Hierarchy of Courts in India

Supreme to Executive Magistrate

The Indian Constitution has provided a unified judicial system.It provides for the single integrated judiciary having jurisdiction and providing remedies in all cases arising under the Constitutional Law, the civil or criminal.At the top is Supreme Court and then comes the High Court one in each State and the bottom is the subordinate judiciary consisting of civil and criminal courts. The subordinate judiciary is organized under the statutes of the States,however certain provisions has been incorporated in the Constitution with a view to ensuring the independence of the judges.The conference of Judges of the Federal Court and Chief Justice of High Courts held in March 1948 recommended for provisions in the Constitution for ensuring the independence of even the subordinate judiciary. Their view was that so long as the subordinate judiciary including the District Judges,have to depend upon the provincial executive for their appointment,posting,promotion and leave they cannot remain entirely free from the influence of the party in power and cannot be expected to act impartially and independently in the discharge of their duties.'On account of it they were in favour of making provisions in the Constitution so as to place exclusively in the hands of the High Courts the power of appointment,posting, promotion and grant of leave in respect of the entire subordinate judiciary including the District Judges.Their recommendations were accepted by the Drafting Committee.

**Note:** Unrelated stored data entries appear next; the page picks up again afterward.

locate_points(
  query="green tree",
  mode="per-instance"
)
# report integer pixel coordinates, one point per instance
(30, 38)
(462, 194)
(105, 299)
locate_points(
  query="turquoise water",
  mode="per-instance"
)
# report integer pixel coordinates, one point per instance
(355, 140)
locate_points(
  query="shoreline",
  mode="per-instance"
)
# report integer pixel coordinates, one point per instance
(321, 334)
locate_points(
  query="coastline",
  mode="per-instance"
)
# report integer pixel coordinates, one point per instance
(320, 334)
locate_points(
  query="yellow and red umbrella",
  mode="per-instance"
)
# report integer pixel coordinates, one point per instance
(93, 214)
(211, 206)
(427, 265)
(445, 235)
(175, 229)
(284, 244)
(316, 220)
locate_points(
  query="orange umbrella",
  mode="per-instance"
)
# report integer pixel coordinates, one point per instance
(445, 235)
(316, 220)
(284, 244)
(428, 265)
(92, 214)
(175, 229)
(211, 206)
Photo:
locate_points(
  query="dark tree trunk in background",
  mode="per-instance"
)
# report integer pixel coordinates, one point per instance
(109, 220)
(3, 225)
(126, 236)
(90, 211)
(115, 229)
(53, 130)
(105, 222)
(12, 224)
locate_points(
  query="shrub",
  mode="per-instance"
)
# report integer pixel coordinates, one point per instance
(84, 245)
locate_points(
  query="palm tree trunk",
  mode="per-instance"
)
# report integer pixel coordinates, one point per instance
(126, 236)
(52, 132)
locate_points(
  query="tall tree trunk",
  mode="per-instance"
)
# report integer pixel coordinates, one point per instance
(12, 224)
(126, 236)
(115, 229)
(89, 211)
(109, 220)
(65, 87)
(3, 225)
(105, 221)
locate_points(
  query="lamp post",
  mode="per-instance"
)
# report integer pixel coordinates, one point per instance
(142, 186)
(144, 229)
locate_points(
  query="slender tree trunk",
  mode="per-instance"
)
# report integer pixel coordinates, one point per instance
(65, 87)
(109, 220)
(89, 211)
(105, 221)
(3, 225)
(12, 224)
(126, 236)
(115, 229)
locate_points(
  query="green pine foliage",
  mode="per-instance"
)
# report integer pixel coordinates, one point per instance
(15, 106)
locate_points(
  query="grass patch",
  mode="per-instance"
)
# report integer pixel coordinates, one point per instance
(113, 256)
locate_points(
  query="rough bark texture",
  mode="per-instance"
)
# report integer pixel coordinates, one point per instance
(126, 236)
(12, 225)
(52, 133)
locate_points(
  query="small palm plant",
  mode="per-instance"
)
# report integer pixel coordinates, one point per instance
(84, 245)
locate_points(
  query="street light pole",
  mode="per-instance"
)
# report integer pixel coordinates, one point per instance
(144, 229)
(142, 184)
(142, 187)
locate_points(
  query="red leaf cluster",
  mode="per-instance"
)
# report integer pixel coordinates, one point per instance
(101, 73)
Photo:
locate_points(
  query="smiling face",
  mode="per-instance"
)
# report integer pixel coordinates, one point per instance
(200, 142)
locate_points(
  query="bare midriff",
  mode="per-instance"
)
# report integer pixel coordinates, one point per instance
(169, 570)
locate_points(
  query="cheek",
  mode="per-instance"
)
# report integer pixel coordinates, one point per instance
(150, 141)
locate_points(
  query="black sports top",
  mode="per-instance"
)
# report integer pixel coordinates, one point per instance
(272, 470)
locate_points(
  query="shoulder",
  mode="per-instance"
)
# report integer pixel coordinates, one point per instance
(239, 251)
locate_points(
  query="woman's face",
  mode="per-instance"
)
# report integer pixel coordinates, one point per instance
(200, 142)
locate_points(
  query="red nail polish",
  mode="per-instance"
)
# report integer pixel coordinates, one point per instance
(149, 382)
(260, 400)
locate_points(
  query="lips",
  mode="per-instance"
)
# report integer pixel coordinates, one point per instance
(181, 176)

Each State has been divided into several districts and in each there is a district court and under each district several lower courts function.District court in the principal civil court of original jurisdiction.On criminal side the district court functions as the session court also land in addition to it there are several magistraterial courts.The Criminal Courts discharged their functions under the Criminal Procedure Code. The High Courts has been vested with the power of Superintendence over all Courts and Tribunals within the State concerned.